自由に気ままにシネマライフ

映画に関する短いエッセイとその他

クローブヒッチ・キラー 2018年

もし自分の父親が連続殺人犯だったら

アメリカ、ダンカン・スキルズ監督

ケンタッキー州の信仰深い小さな町、10年前に「クローブヒッチ・キラー」(巻き結びの殺人鬼)と言われた連続殺人犯が町を震撼させていた。

16歳の少年タイラーはふとしたことから父親ドンがその連続殺人犯ではないかという疑いを持つ。事件を追っていた一風変わった少女カッシと共に真相を探り始める。

タイラーは地下に隠されていた証拠を見せて、父親に問いただすと、タイラーの伯父ルディが犯人だという。

伯父は10年前に交通事故で車椅子の病人になり、言葉も話せなかった。確かに10年前から連続殺人は起こっていなかった。

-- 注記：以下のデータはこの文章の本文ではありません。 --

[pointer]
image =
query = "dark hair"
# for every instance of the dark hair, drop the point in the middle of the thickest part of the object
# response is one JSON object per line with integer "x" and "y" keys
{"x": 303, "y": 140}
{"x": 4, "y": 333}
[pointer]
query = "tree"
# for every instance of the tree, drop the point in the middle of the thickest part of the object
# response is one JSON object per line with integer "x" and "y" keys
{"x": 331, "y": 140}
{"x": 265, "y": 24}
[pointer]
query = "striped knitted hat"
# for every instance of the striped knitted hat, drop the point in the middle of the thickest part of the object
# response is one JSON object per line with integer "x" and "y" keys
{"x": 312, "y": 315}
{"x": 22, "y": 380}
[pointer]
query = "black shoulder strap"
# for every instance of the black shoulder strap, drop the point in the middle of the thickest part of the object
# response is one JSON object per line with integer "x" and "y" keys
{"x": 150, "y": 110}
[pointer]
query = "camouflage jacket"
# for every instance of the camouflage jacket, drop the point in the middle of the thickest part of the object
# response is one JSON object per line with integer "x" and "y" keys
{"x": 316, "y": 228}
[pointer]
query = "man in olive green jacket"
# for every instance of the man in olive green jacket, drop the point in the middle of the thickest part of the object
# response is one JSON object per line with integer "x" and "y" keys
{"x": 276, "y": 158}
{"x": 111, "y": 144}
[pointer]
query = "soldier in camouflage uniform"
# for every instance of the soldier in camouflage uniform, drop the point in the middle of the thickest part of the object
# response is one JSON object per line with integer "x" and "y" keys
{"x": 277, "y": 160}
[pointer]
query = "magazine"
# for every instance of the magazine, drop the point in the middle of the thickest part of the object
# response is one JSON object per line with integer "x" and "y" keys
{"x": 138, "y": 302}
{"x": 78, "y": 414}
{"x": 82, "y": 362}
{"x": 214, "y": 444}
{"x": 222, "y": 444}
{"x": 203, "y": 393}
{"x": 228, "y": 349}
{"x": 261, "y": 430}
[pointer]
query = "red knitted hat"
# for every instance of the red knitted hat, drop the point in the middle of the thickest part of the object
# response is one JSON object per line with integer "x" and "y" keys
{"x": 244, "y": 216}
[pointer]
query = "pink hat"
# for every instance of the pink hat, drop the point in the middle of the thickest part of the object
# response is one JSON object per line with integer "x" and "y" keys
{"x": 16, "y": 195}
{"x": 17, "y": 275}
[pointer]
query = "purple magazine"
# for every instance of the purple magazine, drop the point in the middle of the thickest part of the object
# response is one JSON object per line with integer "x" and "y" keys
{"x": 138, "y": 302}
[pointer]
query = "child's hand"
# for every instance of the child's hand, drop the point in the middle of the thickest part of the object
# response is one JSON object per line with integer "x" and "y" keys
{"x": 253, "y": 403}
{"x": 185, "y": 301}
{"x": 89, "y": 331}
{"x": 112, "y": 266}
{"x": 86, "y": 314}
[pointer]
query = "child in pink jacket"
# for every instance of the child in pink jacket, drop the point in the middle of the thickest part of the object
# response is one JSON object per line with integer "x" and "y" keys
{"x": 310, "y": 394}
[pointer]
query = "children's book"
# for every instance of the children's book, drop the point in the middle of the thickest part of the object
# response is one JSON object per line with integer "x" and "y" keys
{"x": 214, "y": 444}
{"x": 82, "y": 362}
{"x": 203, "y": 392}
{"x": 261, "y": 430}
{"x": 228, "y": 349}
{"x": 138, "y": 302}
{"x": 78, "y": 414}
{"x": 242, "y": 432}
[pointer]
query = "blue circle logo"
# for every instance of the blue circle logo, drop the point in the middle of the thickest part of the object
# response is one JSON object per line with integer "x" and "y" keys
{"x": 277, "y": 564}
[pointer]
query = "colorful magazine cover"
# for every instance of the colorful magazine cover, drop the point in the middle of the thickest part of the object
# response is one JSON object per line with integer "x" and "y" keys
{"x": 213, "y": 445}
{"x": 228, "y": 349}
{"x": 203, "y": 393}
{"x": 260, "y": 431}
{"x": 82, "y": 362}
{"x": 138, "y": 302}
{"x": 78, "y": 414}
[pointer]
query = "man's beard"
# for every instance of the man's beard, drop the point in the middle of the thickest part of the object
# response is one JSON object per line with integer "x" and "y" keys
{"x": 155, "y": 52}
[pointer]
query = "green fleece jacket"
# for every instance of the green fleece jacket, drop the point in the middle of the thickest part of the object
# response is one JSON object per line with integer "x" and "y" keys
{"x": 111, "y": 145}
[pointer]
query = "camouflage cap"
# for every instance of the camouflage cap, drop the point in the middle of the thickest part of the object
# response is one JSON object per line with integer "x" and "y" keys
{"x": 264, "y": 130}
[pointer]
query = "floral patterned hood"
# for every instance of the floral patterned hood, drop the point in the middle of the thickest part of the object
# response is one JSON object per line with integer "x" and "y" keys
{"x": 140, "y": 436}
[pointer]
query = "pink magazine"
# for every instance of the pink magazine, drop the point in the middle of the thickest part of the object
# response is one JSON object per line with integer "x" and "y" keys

それでもタイラーとカッシは父親を尾行する。

後半の時系列を交錯させた映像が私たちに「ああ。そうだったのか」という大きな衝撃を与える。この映像のタイミングがじつに見事で、演出の巧みさを感じさせ、私たちはもう映画から目を離せない。

 

アメリカの小さな町で起こった殺人事件は、どこかスティーブン・キングの小説を彷彿とさせるものだった。しかし結末は恐怖とサスペンスいっぱいのキングの小説とはまったく違っていた。

舞台となった信仰深い町らしい奇妙な結末だったが、面白い映画であることは間違いない。